-3

Hello can somebody explain step by step what's hapening in following code? Escpecially the part classes and the reshape? tnx

def load_data():
    train_dataset = h5py.File('datasets/train_catvnoncat.h5', "r")
    train_set_x_orig = np.array(train_dataset["train_set_x"][:]) # your train set features
    train_set_y_orig = np.array(train_dataset["train_set_y"][:]) # your train set labels

    test_dataset = h5py.File('datasets/test_catvnoncat.h5', "r")
    test_set_x_orig = np.array(test_dataset["test_set_x"][:]) # your test set features
    test_set_y_orig = np.array(test_dataset["test_set_y"][:]) # your test set labels

    classes = np.array(test_dataset["list_classes"][:]) # the list of classes

    train_set_y_orig = train_set_y_orig.reshape((1, train_set_y_orig.shape[0]))
    test_set_y_orig = test_set_y_orig.reshape((1, test_set_y_orig.shape[0]))

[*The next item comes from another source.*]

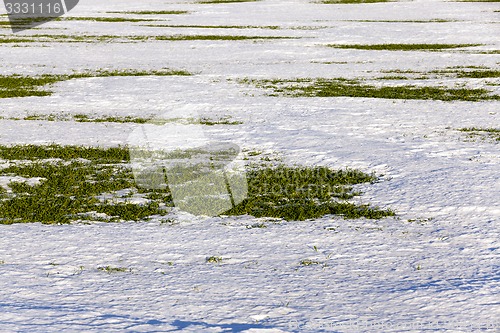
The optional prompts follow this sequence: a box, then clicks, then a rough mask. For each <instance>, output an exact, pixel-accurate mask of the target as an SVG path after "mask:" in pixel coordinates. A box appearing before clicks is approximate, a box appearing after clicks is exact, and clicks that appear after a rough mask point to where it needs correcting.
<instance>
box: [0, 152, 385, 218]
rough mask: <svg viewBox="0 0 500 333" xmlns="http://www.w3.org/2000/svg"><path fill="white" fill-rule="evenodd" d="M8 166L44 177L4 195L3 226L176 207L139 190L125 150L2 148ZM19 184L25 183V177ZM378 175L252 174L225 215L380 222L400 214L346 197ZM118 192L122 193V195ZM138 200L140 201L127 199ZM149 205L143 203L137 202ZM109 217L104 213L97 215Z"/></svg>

    return train_set_x_orig, train_set_y_orig, test_set_x_orig, test_set_y_orig, classes
hpaulj
  • 221,503
  • 14
  • 230
  • 353
Gerrit
  • 25
  • 8

1 Answers1

1

Most of the lines just load datasets from the h5 file. The np.array(...) wrapper isn't needed. test_dataset[name][:] is sufficient to load an array.

test_set_y_orig = test_dataset["test_set_y"][:]

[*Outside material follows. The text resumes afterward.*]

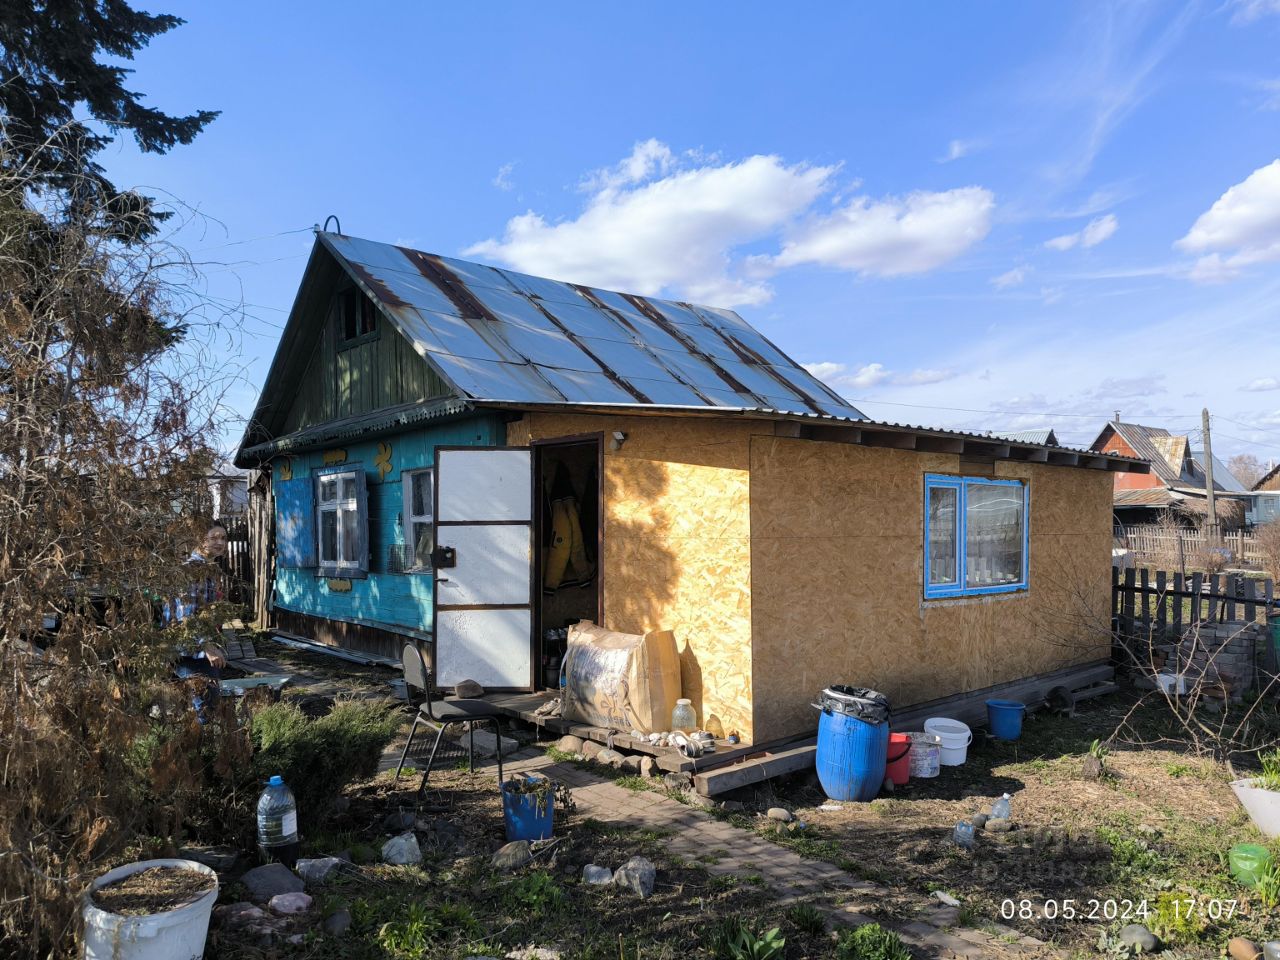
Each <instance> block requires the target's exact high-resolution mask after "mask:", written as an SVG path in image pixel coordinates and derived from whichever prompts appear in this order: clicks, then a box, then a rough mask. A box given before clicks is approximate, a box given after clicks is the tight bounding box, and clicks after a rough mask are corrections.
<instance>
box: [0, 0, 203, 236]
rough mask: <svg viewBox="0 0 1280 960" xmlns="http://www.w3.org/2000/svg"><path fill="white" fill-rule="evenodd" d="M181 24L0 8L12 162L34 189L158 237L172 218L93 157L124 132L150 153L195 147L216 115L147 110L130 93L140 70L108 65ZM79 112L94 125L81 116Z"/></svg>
mask: <svg viewBox="0 0 1280 960" xmlns="http://www.w3.org/2000/svg"><path fill="white" fill-rule="evenodd" d="M183 22H184V20H182V19H180V18H178V17H173V15H169V14H150V13H143V12H141V10H134V9H133V8H132V6H129V4H128V3H125V1H124V0H4V3H0V120H3V123H4V136H5V138H6V140H8V141H9V143H10V145H12V147H13V150H12V151H10V152H9V155H8V156H9V159H10V160H9V161H10V163H18V164H20V165H22V166H23V172H24V173H29V174H31V175H32V177H33V182H35V183H36V186H37V188H40V189H46V191H49V189H52V191H59V192H61V193H64V195H67V196H68V197H69V200H72V202H73V204H78V205H82V206H83V207H86V209H92V210H95V211H96V212H97V214H99V215H100V216H101V218H102V220H104V223H102V224H101V227H102V228H105V229H109V230H110V232H111V233H113V234H114V236H116V237H119V238H122V239H129V241H136V239H143V238H146V237H148V236H152V234H154V233H155V230H156V224H157V223H160V221H161V220H164V219H165V218H166V216H168V215H169V214H166V212H165V211H160V210H156V209H155V207H154V205H152V200H151V198H150V197H146V196H142V195H140V193H134V192H120V191H118V189H116V188H115V186H114V184H113V183H111V182H110V180H109V179H108V178H106V175H105V172H104V169H102V166H101V165H100V164H97V163H96V161H95V159H93V157H95V155H96V154H97V152H99V151H101V150H102V147H105V146H108V145H109V143H111V142H113V141H114V138H115V134H116V133H119V132H122V131H128V132H129V133H132V134H133V138H134V141H136V142H137V145H138V147H140V148H142V150H143V151H146V152H151V154H164V152H166V151H168V150H169V148H170V147H173V146H175V145H178V143H189V142H191V141H192V140H195V137H196V134H197V133H200V132H201V131H202V129H204V128H205V127H206V125H207V124H209V123H210V120H212V119H214V118H215V116H218V111H215V110H200V111H197V113H193V114H189V115H187V116H170V115H169V114H165V113H163V111H161V110H156V109H154V108H150V106H145V105H143V102H142V100H143V95H141V93H138V92H136V91H131V90H128V88H127V87H125V81H127V78H128V77H129V74H131V73H132V72H133V70H131V69H128V68H127V67H120V65H118V64H115V63H108V61H104V58H109V59H115V60H132V59H133V55H134V54H136V52H137V51H138V50H141V49H142V47H145V46H146V45H147V44H148V42H150V41H151V38H152V37H156V36H160V35H161V33H168V32H169V31H170V29H173V28H174V27H178V26H180V24H182V23H183ZM77 108H82V114H81V115H82V116H83V113H87V114H88V116H90V118H92V120H91V122H84V120H82V119H79V118H77ZM86 193H92V195H93V196H86Z"/></svg>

test_dataset is the opened file. test_dataset["test_set_y"] is a dataset on that file. The [:] loads the dataset into a numpy array. Look up the h5py docs for more details on load a dataset.

I deduce from

train_set_y_orig = train_set_y_orig.reshape((1, train_set_y_orig.shape[0]))

that the array, as loaded is 1d, with shape (n,), and this reshape is just adding an initial dimension, making it (1,n). I would have coded it as

train_set_y_orig = train_set_y_orig[None,:]

but the result is the same.

There's nothing special about the classes array (though it might well be an array of strings).

hpaulj
  • 221,503
  • 14
  • 230
  • 353